Another point was that if economics does not lead the analysis then one would pick up spurious relationships, relationships which seem to exist but do not. Keynes was a firm believer that deductions from economic theory on the causal mechanisms of economic phenomena should fully inform data analysis. What Tinbergen was doing was “alchemy” in his view.

A third point was that economic variables used as explanatory variables are usually imprecise measures of some ideal economic quantities. The error with which these variables are measured affects what we can learn from them.

I like a quote from the Keynes’ review of Tinbergen report:

“I hope I have not done injustice to a brave pioneer effort. The labour it involved must have been enormous. The book is full of intelligence, ingenuity, and candour; I leave it with sentiments of respect for the author.

But it has been a nightmare to live with, and I fancy that other readers will find the same. I have a feeling that Prof. Tinbergen may agree with much of my comments, but that his reaction will be to engage another ten computors and drown his sorrows in arithmetic.”

Already in 1938 we could find data scientists - Tinbergen - and economists - Keynes - inside what will become econometrics. As with any debate, support went to both sides of the arguments. There were Nobel laureates on both sides.

This early debate help shape the development of econometrics, leading to a fundamental contribution in 1943 by Trygve Haavelmo. Haavelmo had good grounding in statistics.

Haavelmo contribution was twofold. Firstly he regarded the economic variables as random variables, stochastic objects that is. This means that the object of statistical inference are the parameters of the probability laws generating the data. This establishes a connection between economic theory and data.

Secondly, Haavelmo argued that “we shall not, by logical operations alone, be able to build a complete bridge between our model and reality”.

This means that a model is a description of reality not the reality in the same way as Magritte’s picture of a pipe is not pipe. A model can be interpreted but the interpretation requires more than the model itself. This is a paradigm where “Theories with different economic meaning might lead to exactly the same probability law”. It is therefore important to understand under what conditions an interpretation is unique. This is a topic which I find very interesting and spent a considerable amount of time investigating.

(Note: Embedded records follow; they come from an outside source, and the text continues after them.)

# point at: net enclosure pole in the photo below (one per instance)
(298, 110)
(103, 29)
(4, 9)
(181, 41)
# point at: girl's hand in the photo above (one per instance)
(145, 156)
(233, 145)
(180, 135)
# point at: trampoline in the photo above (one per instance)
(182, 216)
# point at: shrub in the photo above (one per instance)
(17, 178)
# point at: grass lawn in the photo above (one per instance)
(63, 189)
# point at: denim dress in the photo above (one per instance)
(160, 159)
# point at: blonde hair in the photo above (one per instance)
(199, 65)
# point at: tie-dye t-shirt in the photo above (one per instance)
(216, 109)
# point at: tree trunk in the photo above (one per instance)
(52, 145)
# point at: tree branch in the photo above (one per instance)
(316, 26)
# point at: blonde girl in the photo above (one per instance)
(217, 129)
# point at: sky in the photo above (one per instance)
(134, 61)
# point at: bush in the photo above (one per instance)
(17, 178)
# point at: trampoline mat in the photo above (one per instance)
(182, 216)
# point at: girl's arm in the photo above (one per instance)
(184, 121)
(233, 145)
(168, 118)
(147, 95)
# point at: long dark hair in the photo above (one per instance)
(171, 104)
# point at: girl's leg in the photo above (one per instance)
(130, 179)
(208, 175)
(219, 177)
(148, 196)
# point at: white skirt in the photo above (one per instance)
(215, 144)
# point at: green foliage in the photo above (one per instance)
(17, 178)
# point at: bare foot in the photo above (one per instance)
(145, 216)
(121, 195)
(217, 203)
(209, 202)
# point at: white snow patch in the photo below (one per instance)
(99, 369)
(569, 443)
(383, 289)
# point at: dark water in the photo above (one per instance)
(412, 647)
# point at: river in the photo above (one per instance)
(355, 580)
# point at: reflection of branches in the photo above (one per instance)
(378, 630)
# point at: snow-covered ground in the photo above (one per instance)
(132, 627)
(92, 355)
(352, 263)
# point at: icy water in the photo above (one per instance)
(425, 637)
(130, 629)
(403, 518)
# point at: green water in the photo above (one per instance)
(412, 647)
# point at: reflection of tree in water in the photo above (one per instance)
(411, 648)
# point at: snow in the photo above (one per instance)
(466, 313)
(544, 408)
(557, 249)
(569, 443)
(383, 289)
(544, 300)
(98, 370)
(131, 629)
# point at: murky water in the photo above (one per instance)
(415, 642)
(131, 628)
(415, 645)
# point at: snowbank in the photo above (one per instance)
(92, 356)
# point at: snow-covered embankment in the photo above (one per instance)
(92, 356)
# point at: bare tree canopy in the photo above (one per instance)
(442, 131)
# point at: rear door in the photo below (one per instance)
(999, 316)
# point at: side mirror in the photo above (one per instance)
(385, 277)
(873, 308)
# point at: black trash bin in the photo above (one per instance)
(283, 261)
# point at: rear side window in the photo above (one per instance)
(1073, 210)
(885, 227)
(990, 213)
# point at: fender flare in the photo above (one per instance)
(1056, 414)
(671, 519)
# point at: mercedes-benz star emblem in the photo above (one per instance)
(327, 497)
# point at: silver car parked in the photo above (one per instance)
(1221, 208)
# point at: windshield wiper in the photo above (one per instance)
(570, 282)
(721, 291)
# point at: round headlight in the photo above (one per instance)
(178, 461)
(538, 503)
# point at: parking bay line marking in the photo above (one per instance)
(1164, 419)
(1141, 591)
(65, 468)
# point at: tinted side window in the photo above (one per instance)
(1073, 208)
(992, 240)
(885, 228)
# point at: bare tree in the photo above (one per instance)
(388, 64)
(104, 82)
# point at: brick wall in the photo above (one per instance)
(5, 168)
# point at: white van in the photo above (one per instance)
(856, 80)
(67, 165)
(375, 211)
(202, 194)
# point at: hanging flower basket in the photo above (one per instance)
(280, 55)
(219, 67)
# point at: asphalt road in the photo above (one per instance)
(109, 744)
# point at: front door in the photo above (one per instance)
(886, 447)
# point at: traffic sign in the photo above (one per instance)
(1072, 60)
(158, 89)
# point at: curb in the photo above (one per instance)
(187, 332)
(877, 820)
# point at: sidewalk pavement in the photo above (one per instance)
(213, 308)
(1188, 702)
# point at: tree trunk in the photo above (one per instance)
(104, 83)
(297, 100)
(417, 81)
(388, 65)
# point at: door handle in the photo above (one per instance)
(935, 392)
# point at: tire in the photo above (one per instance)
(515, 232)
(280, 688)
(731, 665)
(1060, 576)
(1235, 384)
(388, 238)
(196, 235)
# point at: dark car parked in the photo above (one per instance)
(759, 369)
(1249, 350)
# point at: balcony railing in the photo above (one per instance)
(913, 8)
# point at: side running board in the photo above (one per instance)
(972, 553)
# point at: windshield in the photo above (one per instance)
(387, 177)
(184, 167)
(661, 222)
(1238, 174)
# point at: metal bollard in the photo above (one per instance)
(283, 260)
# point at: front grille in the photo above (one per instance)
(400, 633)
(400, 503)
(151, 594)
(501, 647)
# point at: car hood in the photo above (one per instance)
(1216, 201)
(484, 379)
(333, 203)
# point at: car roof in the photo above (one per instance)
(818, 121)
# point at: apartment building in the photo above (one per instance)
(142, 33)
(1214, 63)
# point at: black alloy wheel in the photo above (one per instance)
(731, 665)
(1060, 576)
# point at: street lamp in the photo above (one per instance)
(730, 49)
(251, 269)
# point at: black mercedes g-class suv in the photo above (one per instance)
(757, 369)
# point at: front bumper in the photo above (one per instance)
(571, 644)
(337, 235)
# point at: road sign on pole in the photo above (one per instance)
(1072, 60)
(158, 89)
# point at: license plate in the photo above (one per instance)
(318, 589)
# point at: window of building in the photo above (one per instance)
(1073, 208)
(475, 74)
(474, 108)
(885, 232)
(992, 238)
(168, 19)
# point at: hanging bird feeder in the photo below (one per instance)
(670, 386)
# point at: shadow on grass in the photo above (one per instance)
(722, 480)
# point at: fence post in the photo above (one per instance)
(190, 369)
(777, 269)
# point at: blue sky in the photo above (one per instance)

This has been the paradigm of econometrics for a few years. It is a paradigm in which economic theory and statistics played different but complementary parts and in which causality does not exist. It is only much later that a discussion started on whether econometric or statistical models can be used to infer causation. But this is a different story.

This standard approach has also ward off a fully data based approach: data analysis needs to be directed by economics principles. Data cannot speak on its own. It speaks through economics.

Although the standard approach is considered as the gold standard, Economists have always been open to all kinds of methodologies and approaches to analyse data. So much so that for example an article in the Economist warned in 2016 that “Economists are prone to fads, and the latest is machine learning” (The Economist, Nov 24th, 2016).

Econometrics is mature enough to incorporate new ideas and techniques, without accepting these in an uncritical and subservient way, but modifying and adapting such methodologies to an economic context. After all, economic variables reflect agents’ decisions rather than immutable laws. Tinkering is allowed, a bit alchemy too. But they are directed and controlled by economics.

So what is the sexiest job of the 21st century? Econometrics, obviously.

(This is the content of my talk as part of the ‘installation’ of new professor at Umeå University on October 21, 2017).